Update: we’ve confirmed this can be reproduced with the SSD model mentioned in the Release notes here: https://docs.nvidia.com/deeplearning/tensorrt/release-notes/tensorrt-5.html#rel_5-0-2 – after editing it as described. Same exact bogus output with the same characteristics. The model works with 6.0.1.5.

Environment

TensorRT Version: 7.1.3
GPU Type: Xavier
Nvidia Driver Version: # R32 (release), REVISION: 4.3, GCID: 21589087, BOARD: t186ref, EABI: aarch64, DATE: Fri Jun 26 04:34:27 UTC 2020
CUDA Version: 10.2
CUDNN Version: 8.0
Baremetal or Container (if container which image + tag): Baremetal

Relevant Files

Please attach or include links to any models, data, files, or scripts necessary to reproduce your issue. (Github repo, Google Drive, Dropbox, etc.)

Steps To Reproduce

Please include:

  • Exact steps/commands to build your repro
  • Exact steps/commands to run your repro
  • Full traceback of errors encountered

Hi @alexm5m91,

This looks like a Jetson issue. We recommend you to raise it to the respective platform from the below link

Thanks!

I’ve crossposted there (Issue with TensorRT 7.1.3 on Jetson AGX - #2 by alexm5m91), but it doesn’t seem to get any love.

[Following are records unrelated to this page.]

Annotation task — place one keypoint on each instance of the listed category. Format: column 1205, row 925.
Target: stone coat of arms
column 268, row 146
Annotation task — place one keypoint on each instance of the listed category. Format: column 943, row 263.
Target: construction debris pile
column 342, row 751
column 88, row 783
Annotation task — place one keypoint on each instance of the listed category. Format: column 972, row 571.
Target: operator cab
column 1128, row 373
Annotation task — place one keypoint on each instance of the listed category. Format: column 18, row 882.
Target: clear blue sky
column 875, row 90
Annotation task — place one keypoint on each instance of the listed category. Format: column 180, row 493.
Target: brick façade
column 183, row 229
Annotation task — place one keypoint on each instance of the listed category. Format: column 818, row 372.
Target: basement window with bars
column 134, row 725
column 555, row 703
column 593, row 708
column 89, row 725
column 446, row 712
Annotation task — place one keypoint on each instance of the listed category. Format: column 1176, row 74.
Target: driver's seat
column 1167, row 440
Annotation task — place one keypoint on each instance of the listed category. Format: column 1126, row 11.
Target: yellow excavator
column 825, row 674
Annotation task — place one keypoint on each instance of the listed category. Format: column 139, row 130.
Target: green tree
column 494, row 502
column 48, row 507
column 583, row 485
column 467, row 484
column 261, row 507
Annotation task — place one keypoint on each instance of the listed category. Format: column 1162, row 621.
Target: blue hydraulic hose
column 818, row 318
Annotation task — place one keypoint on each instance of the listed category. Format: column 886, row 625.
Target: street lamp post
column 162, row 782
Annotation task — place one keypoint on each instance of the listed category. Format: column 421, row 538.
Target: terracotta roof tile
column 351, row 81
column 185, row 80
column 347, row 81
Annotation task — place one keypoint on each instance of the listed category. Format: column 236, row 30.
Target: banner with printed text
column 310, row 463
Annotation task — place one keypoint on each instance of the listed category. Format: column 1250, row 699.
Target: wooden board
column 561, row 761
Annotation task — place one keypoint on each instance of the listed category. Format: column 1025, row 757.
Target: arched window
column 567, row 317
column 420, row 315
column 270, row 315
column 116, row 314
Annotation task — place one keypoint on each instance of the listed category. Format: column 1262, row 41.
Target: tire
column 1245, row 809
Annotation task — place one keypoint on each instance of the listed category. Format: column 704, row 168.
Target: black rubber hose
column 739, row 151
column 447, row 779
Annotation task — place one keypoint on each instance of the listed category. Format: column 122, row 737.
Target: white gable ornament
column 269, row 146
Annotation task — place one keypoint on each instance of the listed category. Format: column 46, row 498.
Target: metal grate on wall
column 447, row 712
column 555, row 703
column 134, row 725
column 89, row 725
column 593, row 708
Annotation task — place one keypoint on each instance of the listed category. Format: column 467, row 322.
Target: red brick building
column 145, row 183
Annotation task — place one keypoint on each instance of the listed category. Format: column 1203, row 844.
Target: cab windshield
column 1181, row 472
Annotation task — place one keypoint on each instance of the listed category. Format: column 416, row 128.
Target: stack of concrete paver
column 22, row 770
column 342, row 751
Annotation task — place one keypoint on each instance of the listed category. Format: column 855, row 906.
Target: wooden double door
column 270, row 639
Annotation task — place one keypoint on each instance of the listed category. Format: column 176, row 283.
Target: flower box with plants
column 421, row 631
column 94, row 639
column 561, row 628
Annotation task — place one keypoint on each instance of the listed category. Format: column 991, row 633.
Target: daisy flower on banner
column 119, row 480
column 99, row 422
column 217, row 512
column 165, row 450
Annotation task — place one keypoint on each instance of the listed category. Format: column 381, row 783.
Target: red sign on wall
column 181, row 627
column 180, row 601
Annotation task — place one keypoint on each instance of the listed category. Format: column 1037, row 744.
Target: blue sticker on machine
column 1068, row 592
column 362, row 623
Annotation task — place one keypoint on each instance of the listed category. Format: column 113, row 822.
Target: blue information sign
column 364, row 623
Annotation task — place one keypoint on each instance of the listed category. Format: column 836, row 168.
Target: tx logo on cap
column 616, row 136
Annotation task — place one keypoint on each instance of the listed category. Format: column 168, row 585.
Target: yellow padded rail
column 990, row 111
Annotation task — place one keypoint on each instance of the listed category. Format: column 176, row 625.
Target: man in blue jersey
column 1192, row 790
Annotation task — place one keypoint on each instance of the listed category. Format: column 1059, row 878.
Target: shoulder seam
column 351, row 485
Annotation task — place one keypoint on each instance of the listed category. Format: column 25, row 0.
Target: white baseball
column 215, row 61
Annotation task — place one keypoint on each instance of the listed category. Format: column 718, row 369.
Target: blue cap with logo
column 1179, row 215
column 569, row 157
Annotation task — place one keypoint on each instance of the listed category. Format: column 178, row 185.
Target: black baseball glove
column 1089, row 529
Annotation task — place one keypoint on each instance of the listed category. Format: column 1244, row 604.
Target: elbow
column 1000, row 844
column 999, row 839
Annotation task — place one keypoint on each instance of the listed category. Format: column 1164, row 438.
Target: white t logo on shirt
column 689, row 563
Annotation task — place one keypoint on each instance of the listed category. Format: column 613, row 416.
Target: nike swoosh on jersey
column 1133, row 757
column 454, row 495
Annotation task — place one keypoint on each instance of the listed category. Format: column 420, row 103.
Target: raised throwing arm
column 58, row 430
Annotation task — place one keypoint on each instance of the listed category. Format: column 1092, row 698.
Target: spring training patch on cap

Meanwhile, I’m quite stuck with this: given the nature of Jetpack I can’t try if later version (say, 7.2) fixes it. I was up and down our code (and, in fact, isolated it to a standalone program), and all seems to be correct – except 100% not working on Jetson. What options do we have?